Le roi de Deuseroda, surpris par une arrivée plus rapide que prévu, ne cacha pas sa joie. Pourtant, une fois débarqués, ils progressèrent vers la capitale à une allure d'escargot. Du point de débarquement à la capitale, trois heures à cheval suffisaient ; l'armée d'Agartha mit une journée entière. Partout où ils passaient, ils organisaient des distributions de repas et donnaient sans compter les vivres qu'ils avaient apportés. Apprenant cela, le roi Bure entra dans une rage noire.

Il ordonna à ses vassaux de dépêcher immédiatement un messager pour sommer l'armée d'accélérer. Mais la cadence d'Agartha ne s'accéléra nullement, et c'est finalement le lendemain, avant midi, qu'ils parvinrent à destination.

Le roi fulminait. Ses proches s'évertuèrent à le calmer. C'est Agartha qui accomplit ce que le royaume aurait dû faire lui-même. Il allait de soi que Deuseroda n'avait aucune légitimité pour se plaindre.

Le roi finit par apaiser sa colère et accorda une audience aux gens d'Agartha. Mais à la vue de ceux qui se présentaient, le roi et son entourage furent saisis de stupeur. Le roi d'Agartha en personne commandait cette armée, et pour officiers figuraient, en tête sa favorite Matcal, puis Knogen, Holm et d'autres vétérans aguerris.

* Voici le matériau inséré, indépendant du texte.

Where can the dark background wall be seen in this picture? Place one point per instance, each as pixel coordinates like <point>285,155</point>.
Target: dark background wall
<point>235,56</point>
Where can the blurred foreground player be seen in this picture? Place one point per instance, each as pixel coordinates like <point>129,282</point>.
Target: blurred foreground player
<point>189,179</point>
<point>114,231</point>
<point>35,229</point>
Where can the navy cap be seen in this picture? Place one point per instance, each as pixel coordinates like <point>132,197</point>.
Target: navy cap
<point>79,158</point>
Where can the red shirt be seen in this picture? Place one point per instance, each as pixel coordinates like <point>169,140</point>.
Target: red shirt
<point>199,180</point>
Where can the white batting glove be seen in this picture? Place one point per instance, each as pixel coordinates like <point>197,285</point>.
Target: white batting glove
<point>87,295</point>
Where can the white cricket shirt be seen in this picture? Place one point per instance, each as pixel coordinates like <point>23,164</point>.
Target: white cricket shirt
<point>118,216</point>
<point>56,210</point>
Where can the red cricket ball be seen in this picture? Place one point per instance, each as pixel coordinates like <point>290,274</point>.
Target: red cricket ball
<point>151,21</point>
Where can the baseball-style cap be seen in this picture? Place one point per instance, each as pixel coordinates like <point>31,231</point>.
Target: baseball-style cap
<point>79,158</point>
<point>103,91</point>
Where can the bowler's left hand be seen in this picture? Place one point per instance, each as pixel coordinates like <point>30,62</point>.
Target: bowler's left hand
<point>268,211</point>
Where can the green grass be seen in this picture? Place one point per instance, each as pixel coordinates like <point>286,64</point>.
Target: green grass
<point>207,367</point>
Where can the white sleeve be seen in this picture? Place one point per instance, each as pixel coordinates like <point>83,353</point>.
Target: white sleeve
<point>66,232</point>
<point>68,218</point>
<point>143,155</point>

« C'est un honneur de vous rencontrer. Je suis Bâthâm Dâke , roi du royaume d'Agartha. »

Le roi descendit de son trône, s'avança vers et lui serra vigoureusement la main. D'un coup d'œil, il le jugea comme un simple beau parleur, un jeune homme qu'il serait aisé de circonvenir.

Mais il allait apprendre, dans un avenir proche, que ce jugement était erroné…….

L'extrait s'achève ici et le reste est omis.